Everyday checking the secret group on the facebook Spartan page, waiting for some interesting updates from people I knew and lived with for the past year, I tried falling back on the old days. When would the daring someone challenge the system, when a savior would show his patriotic genes and breakaway with his freedom speech or that satirical genius who would hold an opinion on everything that’s posted with his turmeric and salsa spicing the whole conversation. It was getting boring as however much I wanted I had to play the witness.
Fine the facebook page of Mamallas helped a little to hold on to our roots but you tell me, what would a kid know of his parent’s dreamy encounters and the legends thereafter??
The mails though helped with news of Spartans cracking good jobs every week. I felt responsibly relieved for my friends, my batch mates.
Scene 3 act 1:
“Are you coming?”
“Have you lost your mind? What kind of a question dude, wouldn’t miss for the world da”
Every conversation revolved around finding out who all are on the list for the convocation, females desperately seeking opinions on their attires for the farewell party while the men lots worried more with the arrangements (if you know what I mean!!) than about the venue.
The night before the d-day, we received a mail declaring a list of the meritorious students with announcements of certificates and scholarships running in six digits!! Gosh I never knew that our college gave away so much cash, else perhaps would have been a lot more serious huh.. the 3 idiots scene running firmly in my mind, ‘dost fail ho jaye to dukh hota hai par agar dost first aa jaye to aur dukh hota hai’!
Scene 3 act2:
Yaadon ki baarat nikali hai phir…
‘The next speaker is Shashwat Rai who would recollect his time at Great Lakes. Please give a round of applause’
As my name was called out, the other host lent her wild fantasy in my ear.
“Dude, go leave a mark, tell them about her, the love of your life”
Damn, all the rehearsed rhetoric of the great speakers that I had heard, the great speeches talking on how management was the most noble profession of how it was the only antidote to the failed international politics, the excerpts from Steve Jobs’ Stanford dots and all of that went for a toss.
Satisfied and happy after luring the next batch with promises of bounty placements and fun on the beaches of mamallas, rightfully theirs after the namesake!
Scene 4 act 1:
Farewell party: The End – a new beginning!!
Suffering with a habit of reaching early to places which are foreign to me, I happened to crash the venue of our farewell party with my better half, long before any other Spartan arrived.
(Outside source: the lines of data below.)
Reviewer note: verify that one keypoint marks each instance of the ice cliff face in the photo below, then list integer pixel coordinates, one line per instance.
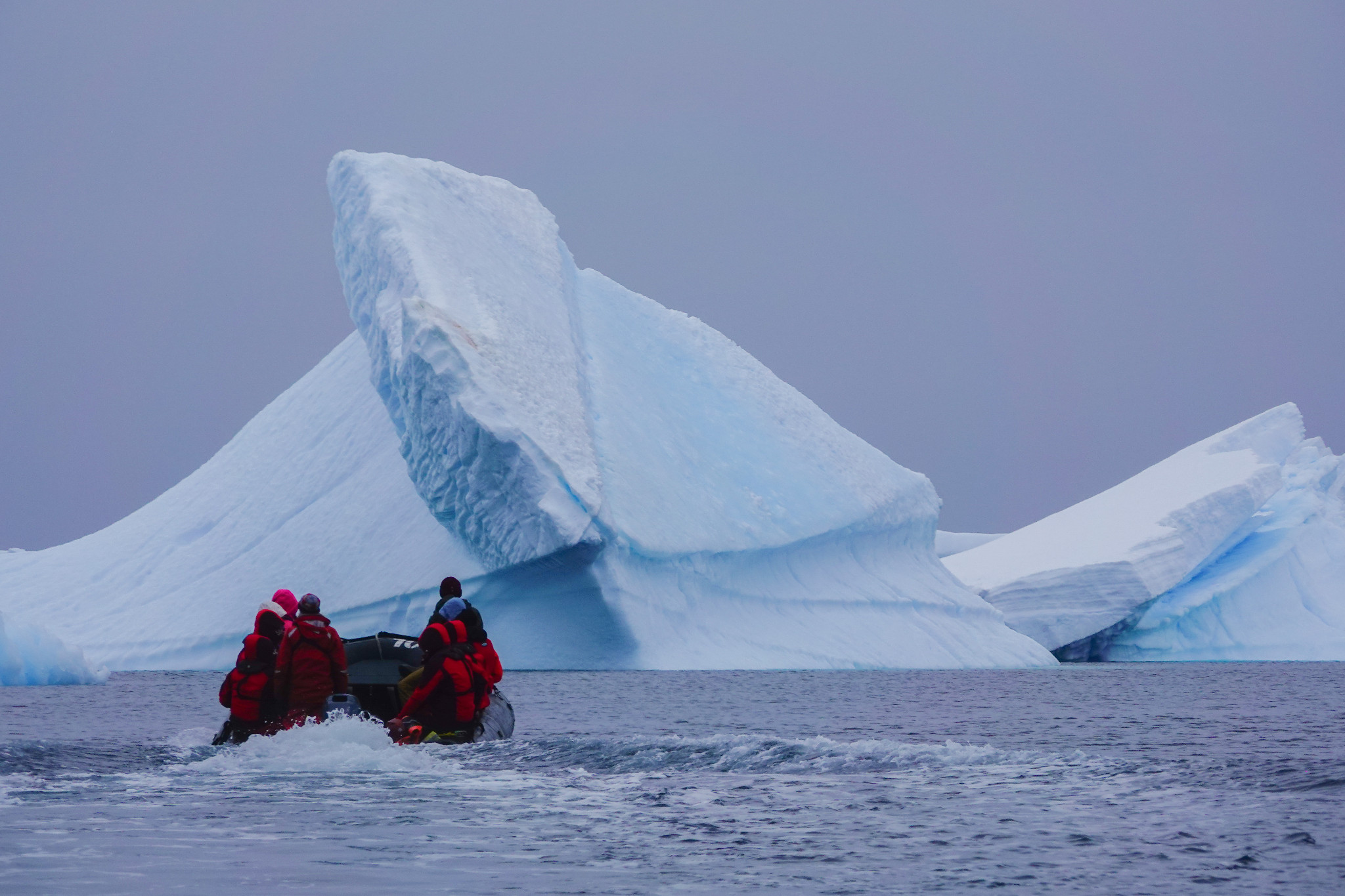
(30, 654)
(1232, 548)
(643, 492)
(311, 495)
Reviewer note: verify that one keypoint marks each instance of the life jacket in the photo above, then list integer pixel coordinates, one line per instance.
(311, 664)
(454, 688)
(248, 688)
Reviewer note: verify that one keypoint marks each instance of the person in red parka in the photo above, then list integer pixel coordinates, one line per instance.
(313, 661)
(248, 691)
(486, 656)
(451, 691)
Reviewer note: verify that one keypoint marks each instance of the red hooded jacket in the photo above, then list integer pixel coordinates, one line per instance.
(248, 689)
(489, 662)
(454, 688)
(311, 666)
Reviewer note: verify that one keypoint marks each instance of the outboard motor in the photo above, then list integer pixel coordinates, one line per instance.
(342, 704)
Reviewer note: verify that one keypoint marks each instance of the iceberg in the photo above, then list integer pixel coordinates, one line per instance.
(1277, 594)
(617, 484)
(1232, 548)
(30, 654)
(640, 490)
(311, 495)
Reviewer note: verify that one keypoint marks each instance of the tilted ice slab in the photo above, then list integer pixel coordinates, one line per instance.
(1090, 566)
(311, 495)
(640, 490)
(1275, 594)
The crime scene was bustling with energy, music in the background and people celebrating their togetherness. But was it our farewell or a fresher’s party for the Mamallas.
Suddenly the Guruji in me rose to the occasion. Catching hold of the nervous few I enquired,
“I don’t believe this! Is it a get together for you guys or a farewell of Spartans! Bachaji we have a tradition to withhold!!”
Prompt came the reply, “Sirjee kya farak padta hai, enjoy karo dance karo.. Chak de phatte, nap de killi, sau chuhe khake Haj ko chali billi”
I knew the time had come to move on. I lend my brain to every soul in that party who wanted to know what to expect – their future, shook my leg with the Spartans who attended the farewell and gladly packed my bags for a place that was far far away, away from the maddening rush of a place we fondly called “home” at Great Lakes.
“Manzil mil hi jayegie, bhatakte hue hi sahi.
Ghumrah to who hai jo ghar se nikle hi nahi!”